On his institutional web homepage at the University of California-Los Angeles’s Anderson School of Management, psychologist Hal Hershfield posts one statement in big italic type: “My research asks, ‘How can we help move people from who they are now to who they’ll be in the future in a way that maximizes well-being?”

In this Social Science Bites podcast, Hershfield and interviewer Dave Edmonds discuss what that means in practice, whether in our finances or our families, and how humans can make better decisions. Hershfield’s new book, Your Future Self: How to Make Tomorrow Better Today, offers a popular synthesis of these same questions.

Much of his research centers on this key observation: “humans have this unique ability to engage in what we call ‘mental time travel,’ the ability to project ourselves ahead and look back on the past and even project ourselves ahead and look back on the past while we're doing so. But despite this ability to engage in mental time travel, we don't always do it in a way that affords us the types of benefits that it could.”

Those benefits might include better health from future-looking medical decisions, better wealth thanks to future-looking spending and savings decisions, or greater contentment based on placing current events in a future-looking context. Which begs the question – when is the future?
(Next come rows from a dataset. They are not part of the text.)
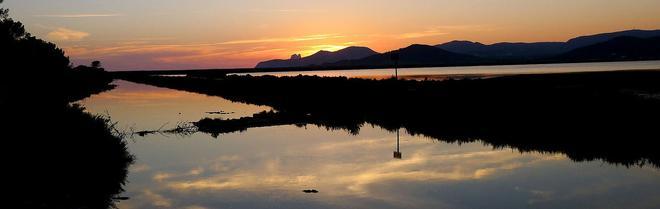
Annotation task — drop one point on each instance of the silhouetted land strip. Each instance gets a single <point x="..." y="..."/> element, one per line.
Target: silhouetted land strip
<point x="606" y="115"/>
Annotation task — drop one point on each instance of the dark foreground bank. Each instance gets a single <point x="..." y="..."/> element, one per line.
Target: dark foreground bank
<point x="610" y="116"/>
<point x="55" y="155"/>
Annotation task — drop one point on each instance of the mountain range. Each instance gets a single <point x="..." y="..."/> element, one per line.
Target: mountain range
<point x="319" y="58"/>
<point x="622" y="45"/>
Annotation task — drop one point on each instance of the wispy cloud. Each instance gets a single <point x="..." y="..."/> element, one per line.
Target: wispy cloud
<point x="64" y="34"/>
<point x="290" y="39"/>
<point x="78" y="15"/>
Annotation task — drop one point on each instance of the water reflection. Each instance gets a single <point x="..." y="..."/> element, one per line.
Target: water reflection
<point x="270" y="166"/>
<point x="144" y="107"/>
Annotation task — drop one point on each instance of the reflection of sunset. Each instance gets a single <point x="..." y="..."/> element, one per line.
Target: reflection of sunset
<point x="155" y="107"/>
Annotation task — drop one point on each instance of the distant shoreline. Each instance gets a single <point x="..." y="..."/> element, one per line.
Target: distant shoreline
<point x="225" y="71"/>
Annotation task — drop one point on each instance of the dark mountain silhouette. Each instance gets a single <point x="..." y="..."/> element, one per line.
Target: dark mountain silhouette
<point x="456" y="53"/>
<point x="413" y="55"/>
<point x="617" y="49"/>
<point x="320" y="58"/>
<point x="531" y="51"/>
<point x="505" y="50"/>
<point x="598" y="38"/>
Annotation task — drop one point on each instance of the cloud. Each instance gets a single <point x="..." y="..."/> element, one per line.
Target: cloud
<point x="79" y="15"/>
<point x="157" y="199"/>
<point x="64" y="34"/>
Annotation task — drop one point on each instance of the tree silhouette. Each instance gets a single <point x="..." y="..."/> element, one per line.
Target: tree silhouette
<point x="96" y="64"/>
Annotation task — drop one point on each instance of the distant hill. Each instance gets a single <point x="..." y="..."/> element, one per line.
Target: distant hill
<point x="505" y="50"/>
<point x="320" y="58"/>
<point x="598" y="38"/>
<point x="414" y="55"/>
<point x="622" y="45"/>
<point x="532" y="51"/>
<point x="616" y="49"/>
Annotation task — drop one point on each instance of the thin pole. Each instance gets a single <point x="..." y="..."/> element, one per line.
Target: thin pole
<point x="397" y="140"/>
<point x="396" y="70"/>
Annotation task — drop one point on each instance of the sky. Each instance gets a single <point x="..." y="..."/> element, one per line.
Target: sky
<point x="193" y="34"/>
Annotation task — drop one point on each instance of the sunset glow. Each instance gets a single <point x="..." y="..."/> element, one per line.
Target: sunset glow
<point x="168" y="34"/>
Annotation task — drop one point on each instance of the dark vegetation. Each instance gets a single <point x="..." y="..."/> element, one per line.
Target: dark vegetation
<point x="55" y="154"/>
<point x="610" y="116"/>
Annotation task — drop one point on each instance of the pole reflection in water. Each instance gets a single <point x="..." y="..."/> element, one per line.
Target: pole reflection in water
<point x="397" y="153"/>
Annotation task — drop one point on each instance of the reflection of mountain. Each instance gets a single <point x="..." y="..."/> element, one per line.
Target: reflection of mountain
<point x="320" y="58"/>
<point x="587" y="116"/>
<point x="621" y="48"/>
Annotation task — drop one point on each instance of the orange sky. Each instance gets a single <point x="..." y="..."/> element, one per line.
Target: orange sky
<point x="169" y="34"/>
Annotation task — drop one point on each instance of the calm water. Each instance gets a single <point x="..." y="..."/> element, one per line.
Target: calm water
<point x="269" y="167"/>
<point x="483" y="70"/>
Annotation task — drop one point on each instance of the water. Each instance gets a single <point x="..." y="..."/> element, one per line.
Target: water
<point x="435" y="72"/>
<point x="269" y="167"/>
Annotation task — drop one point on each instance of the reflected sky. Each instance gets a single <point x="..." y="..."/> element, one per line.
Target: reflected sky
<point x="144" y="107"/>
<point x="269" y="167"/>
<point x="458" y="72"/>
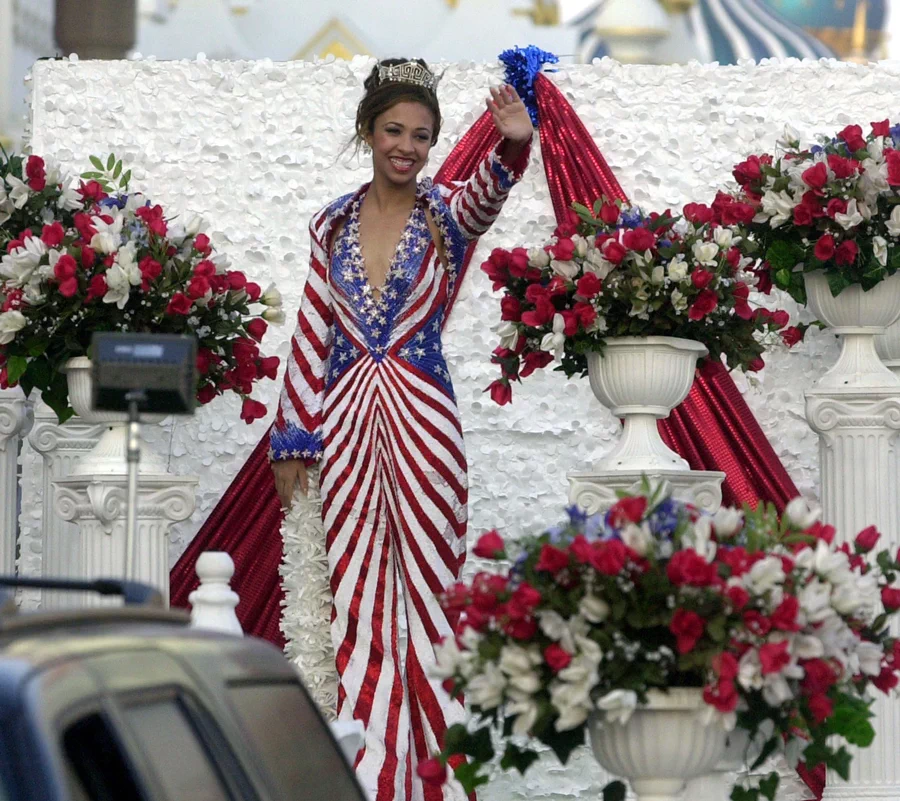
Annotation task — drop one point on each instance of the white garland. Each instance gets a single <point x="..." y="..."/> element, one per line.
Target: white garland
<point x="305" y="622"/>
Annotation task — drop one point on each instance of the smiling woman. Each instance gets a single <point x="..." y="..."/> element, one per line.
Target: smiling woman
<point x="368" y="395"/>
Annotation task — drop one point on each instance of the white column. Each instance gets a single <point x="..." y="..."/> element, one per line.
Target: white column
<point x="16" y="418"/>
<point x="213" y="602"/>
<point x="857" y="431"/>
<point x="97" y="503"/>
<point x="60" y="447"/>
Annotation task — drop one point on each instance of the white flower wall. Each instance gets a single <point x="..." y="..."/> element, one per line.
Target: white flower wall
<point x="257" y="148"/>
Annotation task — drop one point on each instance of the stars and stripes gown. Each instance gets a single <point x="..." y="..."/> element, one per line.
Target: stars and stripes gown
<point x="367" y="394"/>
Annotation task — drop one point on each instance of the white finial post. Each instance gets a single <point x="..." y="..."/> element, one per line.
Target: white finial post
<point x="213" y="602"/>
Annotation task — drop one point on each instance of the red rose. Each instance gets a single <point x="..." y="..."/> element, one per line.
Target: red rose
<point x="824" y="248"/>
<point x="588" y="286"/>
<point x="852" y="135"/>
<point x="802" y="215"/>
<point x="627" y="510"/>
<point x="613" y="251"/>
<point x="701" y="278"/>
<point x="35" y="175"/>
<point x="501" y="392"/>
<point x="738" y="597"/>
<point x="609" y="213"/>
<point x="841" y="167"/>
<point x="846" y="252"/>
<point x="890" y="597"/>
<point x="639" y="240"/>
<point x="66" y="267"/>
<point x="268" y="367"/>
<point x="563" y="250"/>
<point x="882" y="128"/>
<point x="198" y="287"/>
<point x="698" y="213"/>
<point x="489" y="546"/>
<point x="892" y="157"/>
<point x="53" y="235"/>
<point x="534" y="360"/>
<point x="820" y="707"/>
<point x="815" y="177"/>
<point x="687" y="628"/>
<point x="557" y="657"/>
<point x="867" y="539"/>
<point x="703" y="304"/>
<point x="510" y="309"/>
<point x="609" y="557"/>
<point x="791" y="336"/>
<point x="774" y="657"/>
<point x="257" y="328"/>
<point x="252" y="410"/>
<point x="518" y="263"/>
<point x="784" y="617"/>
<point x="688" y="567"/>
<point x="201" y="244"/>
<point x="97" y="287"/>
<point x="432" y="772"/>
<point x="552" y="559"/>
<point x="206" y="393"/>
<point x="722" y="696"/>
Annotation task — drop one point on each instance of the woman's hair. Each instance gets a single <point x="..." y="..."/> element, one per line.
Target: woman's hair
<point x="382" y="95"/>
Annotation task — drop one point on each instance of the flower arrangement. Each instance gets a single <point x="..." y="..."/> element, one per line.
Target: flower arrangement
<point x="783" y="629"/>
<point x="96" y="257"/>
<point x="615" y="271"/>
<point x="834" y="206"/>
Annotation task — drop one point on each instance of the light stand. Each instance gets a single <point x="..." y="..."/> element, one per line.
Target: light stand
<point x="133" y="458"/>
 “The people who think the future starts sooner,” Hershfield explains, “are the ones who are more likely to do things for that future, which in some ways makes sense. It's closer, it's a little more vivid. There's a sort of a clean break between now and it. That said, it is a pretty abstract question. And I think what you're asking about what counts in five years, 10 years, 20 years? That's a deeper question that also needs to be examined.”

Regardless of when someone thinks the future kicks off, people remain acutely aware that time is passing even if for many their actions belie that. Proof of this comes from studies of how individual react when made acutely aware of the advance of time, Hershfield notes. “People place special value on these milestone birthdays and almost use them as an excuse to perform sort of a meaningfulness audit. of their lives, … This is a common finding, we've actually found this in our research, that people are more likely to do these sorts of meaning-making activities as they confront these big milestones. But it's also to some degree represents a break between who you are now and some future person who you will become.”

Hershfield concludes the interview noting how his research has changed him, using the example of how he now makes time when he might be doing professional work to spend with his family. “I want my future self to look back and say, ‘You were there. You were present. You saw those things,’ and not have looked up and said, ‘Shoot, I missed out on that.’ I would say that's the main way that I've really started to shift my thinking from this work.”